Insofern begleitet Japan die Brüsseler Gespräche als erfahrene, aber keinesfalls übermächtige Technologiemacht. Entsprechend distanziert hat der japanische Postminister Shun Oide das Ziel des G-7-Treffens in Tokio der Öffentlichkeit vorgestellt: Man wolle dort ein Versprechen der Clinton-Administration einlösen, welche ihren Wählern die Datenautobahn als großes Zukunftsprojekt verkauft hätte.

Im Grunde verschmäht auch die Tokioter Regierung die Beschwörung des Multimedia-Zeitalters nicht – sie lenkt von der fälligen kritischen Standortdebatte in Japan ab. Doch möglicherweise noch tiefer als in Europa sitzt in Japan die Angst vor der amerikanischen Dominanz: Die US-Regierung wolle mit ihrer G-7-Initiative die Entstehung nationaler Multimediamärkte zu einem Zeitpunkt verhindern, wo amerikanische Firmen in den Technologien noch führend sind – so lautet zumindest das Urteil des MITI.
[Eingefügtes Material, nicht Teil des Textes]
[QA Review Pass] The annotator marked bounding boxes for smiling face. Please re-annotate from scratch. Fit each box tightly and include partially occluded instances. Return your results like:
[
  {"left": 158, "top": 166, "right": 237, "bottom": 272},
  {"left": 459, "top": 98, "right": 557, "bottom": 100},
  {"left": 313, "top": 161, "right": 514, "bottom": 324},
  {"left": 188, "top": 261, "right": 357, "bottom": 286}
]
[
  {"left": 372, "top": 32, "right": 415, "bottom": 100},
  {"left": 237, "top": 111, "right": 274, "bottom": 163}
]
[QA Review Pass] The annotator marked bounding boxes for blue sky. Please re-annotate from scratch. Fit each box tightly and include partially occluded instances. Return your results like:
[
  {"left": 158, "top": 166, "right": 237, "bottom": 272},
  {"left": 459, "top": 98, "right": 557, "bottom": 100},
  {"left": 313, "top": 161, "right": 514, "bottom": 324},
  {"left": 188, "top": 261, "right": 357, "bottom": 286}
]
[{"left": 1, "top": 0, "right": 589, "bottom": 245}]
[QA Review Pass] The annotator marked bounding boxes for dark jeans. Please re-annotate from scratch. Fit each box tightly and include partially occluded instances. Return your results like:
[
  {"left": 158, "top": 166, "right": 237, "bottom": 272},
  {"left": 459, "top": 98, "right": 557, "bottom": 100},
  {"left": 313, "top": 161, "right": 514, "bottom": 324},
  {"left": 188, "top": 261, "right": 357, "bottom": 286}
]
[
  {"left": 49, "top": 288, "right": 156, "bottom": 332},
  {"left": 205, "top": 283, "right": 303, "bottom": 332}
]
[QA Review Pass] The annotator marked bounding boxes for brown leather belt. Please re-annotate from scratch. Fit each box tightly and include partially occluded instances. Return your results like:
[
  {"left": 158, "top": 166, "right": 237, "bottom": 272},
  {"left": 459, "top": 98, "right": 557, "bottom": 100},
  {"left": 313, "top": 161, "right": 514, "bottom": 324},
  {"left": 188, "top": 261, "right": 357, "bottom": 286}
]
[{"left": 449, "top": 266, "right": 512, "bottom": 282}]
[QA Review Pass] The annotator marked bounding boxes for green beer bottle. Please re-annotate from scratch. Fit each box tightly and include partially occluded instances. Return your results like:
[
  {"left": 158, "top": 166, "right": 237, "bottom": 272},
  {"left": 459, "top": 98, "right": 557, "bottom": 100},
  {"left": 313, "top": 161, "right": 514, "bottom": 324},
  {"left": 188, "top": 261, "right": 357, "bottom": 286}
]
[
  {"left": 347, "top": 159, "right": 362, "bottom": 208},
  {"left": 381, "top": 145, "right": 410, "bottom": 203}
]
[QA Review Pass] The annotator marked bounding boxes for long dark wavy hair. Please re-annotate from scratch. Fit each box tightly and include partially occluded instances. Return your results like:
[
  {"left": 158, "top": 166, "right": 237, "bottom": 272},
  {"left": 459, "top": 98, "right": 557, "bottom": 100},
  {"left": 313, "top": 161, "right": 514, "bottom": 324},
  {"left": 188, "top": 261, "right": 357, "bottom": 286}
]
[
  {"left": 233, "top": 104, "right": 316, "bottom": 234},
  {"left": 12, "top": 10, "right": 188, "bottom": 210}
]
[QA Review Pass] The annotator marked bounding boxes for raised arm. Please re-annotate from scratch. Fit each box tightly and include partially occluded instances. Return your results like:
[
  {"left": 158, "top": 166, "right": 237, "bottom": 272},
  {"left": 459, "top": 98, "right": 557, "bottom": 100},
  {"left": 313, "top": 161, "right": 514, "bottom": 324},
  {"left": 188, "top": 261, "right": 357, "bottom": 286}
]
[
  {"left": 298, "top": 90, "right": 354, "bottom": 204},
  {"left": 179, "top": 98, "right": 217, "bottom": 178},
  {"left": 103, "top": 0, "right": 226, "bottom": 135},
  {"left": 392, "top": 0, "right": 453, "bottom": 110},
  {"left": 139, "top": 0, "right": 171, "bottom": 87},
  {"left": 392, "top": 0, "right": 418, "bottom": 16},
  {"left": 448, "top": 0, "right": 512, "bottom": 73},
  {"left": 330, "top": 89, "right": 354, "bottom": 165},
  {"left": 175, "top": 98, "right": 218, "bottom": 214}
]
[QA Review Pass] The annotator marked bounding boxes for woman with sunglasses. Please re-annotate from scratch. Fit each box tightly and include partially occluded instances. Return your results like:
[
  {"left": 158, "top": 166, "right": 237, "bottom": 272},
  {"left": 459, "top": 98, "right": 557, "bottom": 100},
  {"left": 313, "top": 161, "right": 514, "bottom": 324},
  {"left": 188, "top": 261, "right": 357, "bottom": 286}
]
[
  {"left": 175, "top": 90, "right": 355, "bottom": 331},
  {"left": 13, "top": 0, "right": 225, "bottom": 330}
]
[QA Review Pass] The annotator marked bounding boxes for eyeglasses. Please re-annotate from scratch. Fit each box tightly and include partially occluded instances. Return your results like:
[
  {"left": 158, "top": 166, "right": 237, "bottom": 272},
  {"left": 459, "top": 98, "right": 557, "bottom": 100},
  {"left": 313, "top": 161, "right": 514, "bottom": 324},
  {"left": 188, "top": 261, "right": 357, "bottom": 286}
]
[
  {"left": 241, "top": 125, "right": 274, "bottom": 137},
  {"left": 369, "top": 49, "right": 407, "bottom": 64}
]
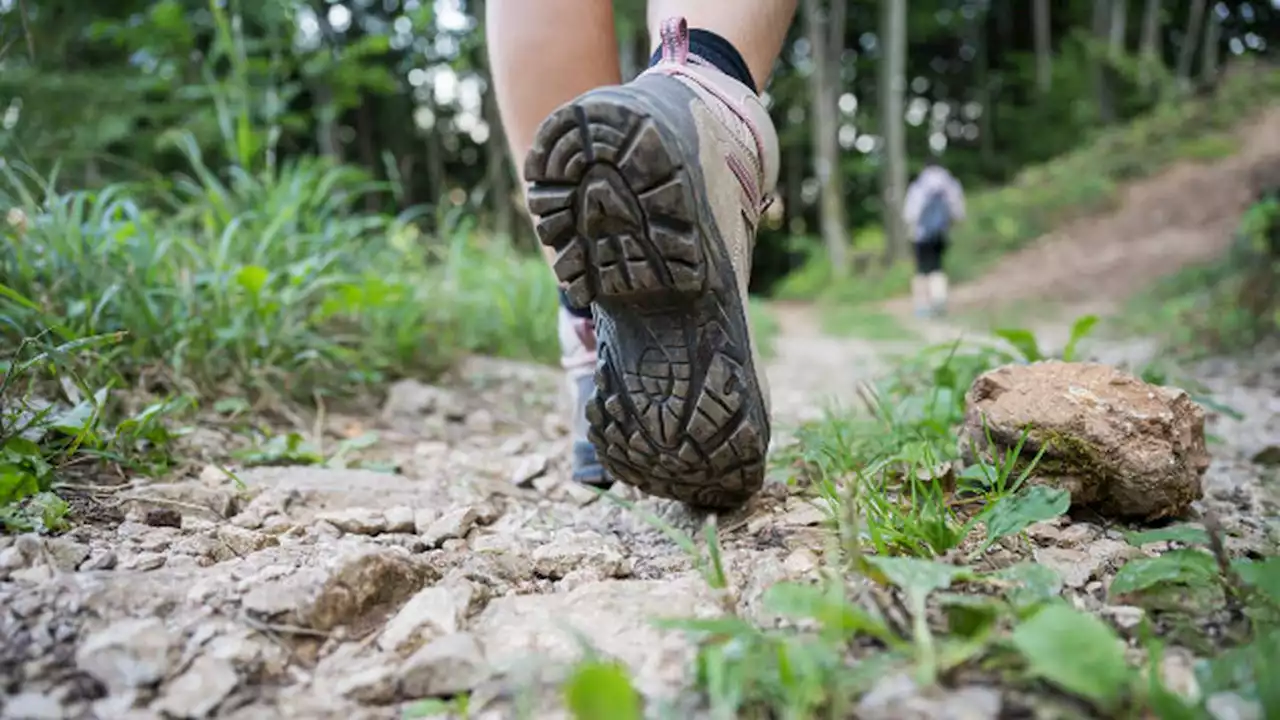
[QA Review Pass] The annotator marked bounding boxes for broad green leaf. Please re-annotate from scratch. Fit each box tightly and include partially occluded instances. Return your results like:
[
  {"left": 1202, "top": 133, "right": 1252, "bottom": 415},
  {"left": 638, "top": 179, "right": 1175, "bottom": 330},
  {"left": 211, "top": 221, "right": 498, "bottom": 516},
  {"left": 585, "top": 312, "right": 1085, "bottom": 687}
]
[
  {"left": 867, "top": 556, "right": 971, "bottom": 605},
  {"left": 989, "top": 562, "right": 1064, "bottom": 610},
  {"left": 762, "top": 581, "right": 898, "bottom": 645},
  {"left": 1253, "top": 630, "right": 1280, "bottom": 718},
  {"left": 2, "top": 436, "right": 50, "bottom": 479},
  {"left": 993, "top": 328, "right": 1043, "bottom": 362},
  {"left": 1109, "top": 550, "right": 1219, "bottom": 598},
  {"left": 1124, "top": 525, "right": 1210, "bottom": 547},
  {"left": 936, "top": 592, "right": 1001, "bottom": 638},
  {"left": 867, "top": 556, "right": 971, "bottom": 682},
  {"left": 1061, "top": 314, "right": 1099, "bottom": 361},
  {"left": 236, "top": 265, "right": 270, "bottom": 295},
  {"left": 213, "top": 397, "right": 250, "bottom": 415},
  {"left": 27, "top": 492, "right": 70, "bottom": 532},
  {"left": 0, "top": 465, "right": 41, "bottom": 506},
  {"left": 1011, "top": 604, "right": 1132, "bottom": 708},
  {"left": 1234, "top": 557, "right": 1280, "bottom": 606},
  {"left": 564, "top": 661, "right": 642, "bottom": 720},
  {"left": 981, "top": 486, "right": 1071, "bottom": 550}
]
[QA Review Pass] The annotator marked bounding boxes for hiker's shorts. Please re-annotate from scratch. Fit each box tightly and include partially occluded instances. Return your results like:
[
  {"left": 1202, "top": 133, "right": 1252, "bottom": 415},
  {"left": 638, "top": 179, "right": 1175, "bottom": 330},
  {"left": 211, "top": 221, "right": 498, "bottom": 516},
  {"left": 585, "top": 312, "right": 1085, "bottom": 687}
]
[{"left": 914, "top": 234, "right": 948, "bottom": 275}]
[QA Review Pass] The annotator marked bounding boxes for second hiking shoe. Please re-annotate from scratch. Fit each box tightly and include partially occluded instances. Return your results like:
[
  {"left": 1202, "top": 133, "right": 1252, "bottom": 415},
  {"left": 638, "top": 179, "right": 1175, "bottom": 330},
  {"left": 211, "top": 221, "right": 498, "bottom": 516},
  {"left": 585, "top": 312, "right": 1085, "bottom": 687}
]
[{"left": 523, "top": 17, "right": 779, "bottom": 509}]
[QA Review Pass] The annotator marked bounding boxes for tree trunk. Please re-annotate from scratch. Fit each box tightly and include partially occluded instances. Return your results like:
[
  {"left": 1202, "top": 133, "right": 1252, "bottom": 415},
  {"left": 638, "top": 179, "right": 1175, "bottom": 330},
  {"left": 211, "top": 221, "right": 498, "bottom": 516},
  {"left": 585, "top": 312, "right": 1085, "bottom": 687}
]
[
  {"left": 312, "top": 3, "right": 343, "bottom": 160},
  {"left": 803, "top": 0, "right": 849, "bottom": 277},
  {"left": 1092, "top": 0, "right": 1115, "bottom": 124},
  {"left": 475, "top": 0, "right": 514, "bottom": 242},
  {"left": 617, "top": 14, "right": 641, "bottom": 81},
  {"left": 1201, "top": 7, "right": 1220, "bottom": 84},
  {"left": 1139, "top": 0, "right": 1162, "bottom": 89},
  {"left": 1175, "top": 0, "right": 1206, "bottom": 87},
  {"left": 1033, "top": 0, "right": 1052, "bottom": 93},
  {"left": 356, "top": 96, "right": 379, "bottom": 213},
  {"left": 313, "top": 83, "right": 341, "bottom": 159},
  {"left": 880, "top": 0, "right": 908, "bottom": 265},
  {"left": 484, "top": 89, "right": 514, "bottom": 242},
  {"left": 1109, "top": 0, "right": 1128, "bottom": 57},
  {"left": 423, "top": 95, "right": 446, "bottom": 209},
  {"left": 975, "top": 4, "right": 994, "bottom": 166}
]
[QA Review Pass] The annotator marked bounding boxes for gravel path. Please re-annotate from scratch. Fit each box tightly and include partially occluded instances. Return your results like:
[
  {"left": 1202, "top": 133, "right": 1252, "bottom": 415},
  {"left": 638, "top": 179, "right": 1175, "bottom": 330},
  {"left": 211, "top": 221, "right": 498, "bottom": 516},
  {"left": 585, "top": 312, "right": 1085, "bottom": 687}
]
[{"left": 2, "top": 112, "right": 1279, "bottom": 719}]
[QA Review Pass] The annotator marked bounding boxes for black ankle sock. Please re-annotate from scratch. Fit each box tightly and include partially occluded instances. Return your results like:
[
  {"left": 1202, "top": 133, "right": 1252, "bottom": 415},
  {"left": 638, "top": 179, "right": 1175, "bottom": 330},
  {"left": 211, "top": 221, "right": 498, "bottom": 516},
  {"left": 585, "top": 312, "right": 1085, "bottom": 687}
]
[
  {"left": 559, "top": 288, "right": 593, "bottom": 319},
  {"left": 648, "top": 28, "right": 757, "bottom": 94}
]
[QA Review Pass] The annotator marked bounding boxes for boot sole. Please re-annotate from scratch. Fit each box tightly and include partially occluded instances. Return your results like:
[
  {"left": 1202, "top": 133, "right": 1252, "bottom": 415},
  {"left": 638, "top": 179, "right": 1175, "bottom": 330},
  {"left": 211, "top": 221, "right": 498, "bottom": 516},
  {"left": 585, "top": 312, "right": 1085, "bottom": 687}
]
[{"left": 524, "top": 82, "right": 768, "bottom": 509}]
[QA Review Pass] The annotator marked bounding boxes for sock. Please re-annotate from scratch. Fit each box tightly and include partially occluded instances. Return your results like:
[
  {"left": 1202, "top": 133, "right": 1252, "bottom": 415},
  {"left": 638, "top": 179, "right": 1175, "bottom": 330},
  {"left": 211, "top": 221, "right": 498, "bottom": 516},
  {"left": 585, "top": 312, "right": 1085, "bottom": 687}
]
[
  {"left": 912, "top": 275, "right": 930, "bottom": 312},
  {"left": 649, "top": 28, "right": 757, "bottom": 93},
  {"left": 559, "top": 287, "right": 592, "bottom": 319},
  {"left": 927, "top": 272, "right": 949, "bottom": 307}
]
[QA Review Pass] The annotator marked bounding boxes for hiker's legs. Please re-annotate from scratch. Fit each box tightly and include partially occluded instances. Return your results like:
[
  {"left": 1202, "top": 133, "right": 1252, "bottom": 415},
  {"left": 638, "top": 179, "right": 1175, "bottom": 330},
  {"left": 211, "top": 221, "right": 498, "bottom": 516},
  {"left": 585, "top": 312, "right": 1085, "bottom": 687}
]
[
  {"left": 521, "top": 6, "right": 791, "bottom": 508},
  {"left": 645, "top": 1, "right": 797, "bottom": 90},
  {"left": 487, "top": 0, "right": 622, "bottom": 486},
  {"left": 912, "top": 240, "right": 938, "bottom": 316},
  {"left": 486, "top": 0, "right": 622, "bottom": 270},
  {"left": 928, "top": 235, "right": 950, "bottom": 314}
]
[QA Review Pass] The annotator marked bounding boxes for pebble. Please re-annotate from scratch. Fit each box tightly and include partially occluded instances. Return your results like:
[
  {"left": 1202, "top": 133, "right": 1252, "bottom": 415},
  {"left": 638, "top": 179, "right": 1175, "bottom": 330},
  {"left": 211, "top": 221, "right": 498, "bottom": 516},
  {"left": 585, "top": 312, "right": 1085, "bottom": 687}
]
[{"left": 75, "top": 618, "right": 175, "bottom": 694}]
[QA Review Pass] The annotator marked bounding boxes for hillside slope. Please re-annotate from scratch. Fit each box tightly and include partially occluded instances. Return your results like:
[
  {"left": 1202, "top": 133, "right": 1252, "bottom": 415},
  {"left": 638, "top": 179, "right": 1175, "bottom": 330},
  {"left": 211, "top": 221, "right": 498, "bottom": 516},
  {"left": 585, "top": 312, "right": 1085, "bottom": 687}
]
[{"left": 891, "top": 104, "right": 1280, "bottom": 319}]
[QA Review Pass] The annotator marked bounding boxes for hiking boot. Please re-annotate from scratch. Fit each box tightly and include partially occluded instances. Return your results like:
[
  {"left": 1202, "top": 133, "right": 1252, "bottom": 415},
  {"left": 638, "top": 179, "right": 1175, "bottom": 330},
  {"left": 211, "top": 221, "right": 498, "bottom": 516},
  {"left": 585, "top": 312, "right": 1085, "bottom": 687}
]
[
  {"left": 524, "top": 17, "right": 779, "bottom": 509},
  {"left": 558, "top": 307, "right": 607, "bottom": 488}
]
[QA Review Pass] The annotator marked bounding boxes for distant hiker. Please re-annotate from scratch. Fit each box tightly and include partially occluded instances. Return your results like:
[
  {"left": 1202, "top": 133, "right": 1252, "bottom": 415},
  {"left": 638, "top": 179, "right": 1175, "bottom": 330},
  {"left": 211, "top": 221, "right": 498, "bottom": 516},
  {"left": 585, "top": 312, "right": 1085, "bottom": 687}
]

Sein Chef Ryutaro Hashimoto, ein in vielen Handelskonflikten erprobter Widersacher des amerikanischen Wirtschaftsliberalismus, begleitet deshalb Postminister Oide nach Brüssel, um dort Washington abzubremsen und EU- Europa zu beruhigen. Klare Frontstellung wird die japanische Regierung gegen weitgehende Deregulierungsvorschläge der Amerikaner beziehen, welche eine nationalstaatliche Lenkung der betroffenen Industrien in Zukunft unmöglich machen würde. Gleichzeitig aber werden Hashimoto und Oide ihre europäischen Kollegen vor einem übertriebenen Unterlegenheitsgefühl gegenüber einer scheinbar vorauseilenden US-Industrie warnen: Datenautobahnen samt Multimedia-Anwendungen gehören zwar in die Zukunft, aber diese Zukunft hat Zeit – das ist die Botschaft des MITI und seiner gut befreundeten Unternehmen wie zum Beispiel Sony und Matsushita.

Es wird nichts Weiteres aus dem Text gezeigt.